Another weakness was the relatively low number of included brain MRIs were 231, which represented 67% of the Nor-COAST study MRIs and 28% of the total Nor-COAST cohort, either due to the lack of imaging or cognitive testing. This highlights the difficulty to recruit elderly patients to longitudinal neuroimaging and cognitive testing, even though the imaging protocol was significantly shortened compared to our pilot study. To increase the imaging rate, future studies should favor analyses based on standard clinical protocols or incorporate new methods for MRI sequence acceleration and reconstruction. This would also reduce a selection bias towards recruiting participants with lower NIHSS scores. A more comprehensive neuropsychological test-battery would have been preferable but was not feasible in this elderly stroke cohort. Finally short follow-up of only 3 months after stroke could perhaps have been even better. However, no significant difference has been shown between the results of 3 and 18 months post-stroke cognitive testing in Nor-COAST [64].

A strength of our study is the prospective inclusion of acute stroke patients, which were scanned with a time effective imaging protocol adapted to an older stroke cohort. This imaging protocol and the used neuroimaging markers in our study could be implemented in clinical practice.

The identified brain pathologies associated with post-stroke NCD are straightforward to assess on clinical brain-MRIs in the form of WMH-burden and MTA-score. WMH and MTA are visual scores that can be evaluated readily by neuroradiologists or experienced clinicians in a routine stroke setting. While multiple tools have been developed for the volumetric WMH-assessment, they are still almost exclusively available in a research setting. It is of importance to differentiate WMH related to healthy ageing from pathological WMH, as done in our study.

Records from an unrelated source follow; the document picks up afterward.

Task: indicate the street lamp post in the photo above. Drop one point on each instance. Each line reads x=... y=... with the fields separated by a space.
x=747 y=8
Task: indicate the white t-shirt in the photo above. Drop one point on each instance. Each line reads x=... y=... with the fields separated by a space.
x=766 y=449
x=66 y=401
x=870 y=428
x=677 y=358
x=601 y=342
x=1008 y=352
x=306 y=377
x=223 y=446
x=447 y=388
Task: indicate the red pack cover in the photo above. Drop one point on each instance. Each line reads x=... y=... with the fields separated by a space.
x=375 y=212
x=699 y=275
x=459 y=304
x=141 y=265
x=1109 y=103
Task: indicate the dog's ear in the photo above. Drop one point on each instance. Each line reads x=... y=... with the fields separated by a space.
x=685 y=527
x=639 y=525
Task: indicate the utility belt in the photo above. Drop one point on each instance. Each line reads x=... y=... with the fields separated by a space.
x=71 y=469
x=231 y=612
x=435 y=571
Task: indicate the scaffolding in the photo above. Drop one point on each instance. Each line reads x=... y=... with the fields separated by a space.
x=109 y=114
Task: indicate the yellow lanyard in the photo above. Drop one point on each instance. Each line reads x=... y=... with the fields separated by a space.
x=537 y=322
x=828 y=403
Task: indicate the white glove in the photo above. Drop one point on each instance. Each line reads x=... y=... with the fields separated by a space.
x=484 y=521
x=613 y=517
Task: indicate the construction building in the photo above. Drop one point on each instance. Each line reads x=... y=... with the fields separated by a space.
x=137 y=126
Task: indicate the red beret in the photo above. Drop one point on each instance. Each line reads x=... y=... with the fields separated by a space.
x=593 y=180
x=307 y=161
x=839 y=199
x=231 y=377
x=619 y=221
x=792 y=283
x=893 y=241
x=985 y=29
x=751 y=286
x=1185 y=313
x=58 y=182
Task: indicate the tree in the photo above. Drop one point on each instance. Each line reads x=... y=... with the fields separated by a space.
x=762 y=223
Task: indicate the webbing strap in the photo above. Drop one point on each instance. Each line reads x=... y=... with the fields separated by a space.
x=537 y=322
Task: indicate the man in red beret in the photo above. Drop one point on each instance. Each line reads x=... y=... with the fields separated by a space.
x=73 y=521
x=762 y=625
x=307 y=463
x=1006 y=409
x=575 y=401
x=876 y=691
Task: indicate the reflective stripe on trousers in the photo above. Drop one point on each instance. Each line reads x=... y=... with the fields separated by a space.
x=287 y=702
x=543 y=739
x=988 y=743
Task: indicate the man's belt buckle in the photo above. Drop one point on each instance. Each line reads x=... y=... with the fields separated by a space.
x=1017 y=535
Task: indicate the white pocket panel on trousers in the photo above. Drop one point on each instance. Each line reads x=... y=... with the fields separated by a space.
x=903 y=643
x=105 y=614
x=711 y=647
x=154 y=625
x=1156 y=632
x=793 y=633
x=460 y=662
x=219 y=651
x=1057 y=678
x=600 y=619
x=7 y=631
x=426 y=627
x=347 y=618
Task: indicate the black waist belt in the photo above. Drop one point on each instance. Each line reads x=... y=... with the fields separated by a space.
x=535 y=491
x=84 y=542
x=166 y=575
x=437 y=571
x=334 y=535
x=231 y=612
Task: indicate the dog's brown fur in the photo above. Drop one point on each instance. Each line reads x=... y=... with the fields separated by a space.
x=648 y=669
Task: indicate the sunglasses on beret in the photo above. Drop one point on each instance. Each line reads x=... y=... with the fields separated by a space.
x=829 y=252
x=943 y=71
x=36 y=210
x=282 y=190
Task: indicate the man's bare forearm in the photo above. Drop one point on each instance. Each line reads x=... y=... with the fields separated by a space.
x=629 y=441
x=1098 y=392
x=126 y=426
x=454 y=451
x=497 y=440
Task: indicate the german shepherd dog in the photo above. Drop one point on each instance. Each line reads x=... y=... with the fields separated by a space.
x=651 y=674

Another strength is the use of a neuropsychological assessment that is based on DSM-5 and evaluated for the Nor-COAST stroke cohort [8]. According to the DSM-5 criteria, impairment any cognitive domain is sufficient to diagnose NCD, and memory impairment (which is more appropriate for the diagnosis of Alzheimer’s disease), is not mandatory. As such, the DSM-5 criteria help to obtain robust and reproducible cognitive assessments in stroke cohorts.

Conclusions

Development of major and any NCD 3 months after stroke is associated with acute stroke lesion volume and WMH pathology. MTA pathology is associated with any NCD. Thus, it might be possible to assess the risk of post-stroke NCD development based on clinically accessible stroke imaging. The current acute stroke therapy aims to reduce the stroke volume, and this seems to be a good strategy, not only for reducing physical disability, but also the development of major NCD in stroke survivors.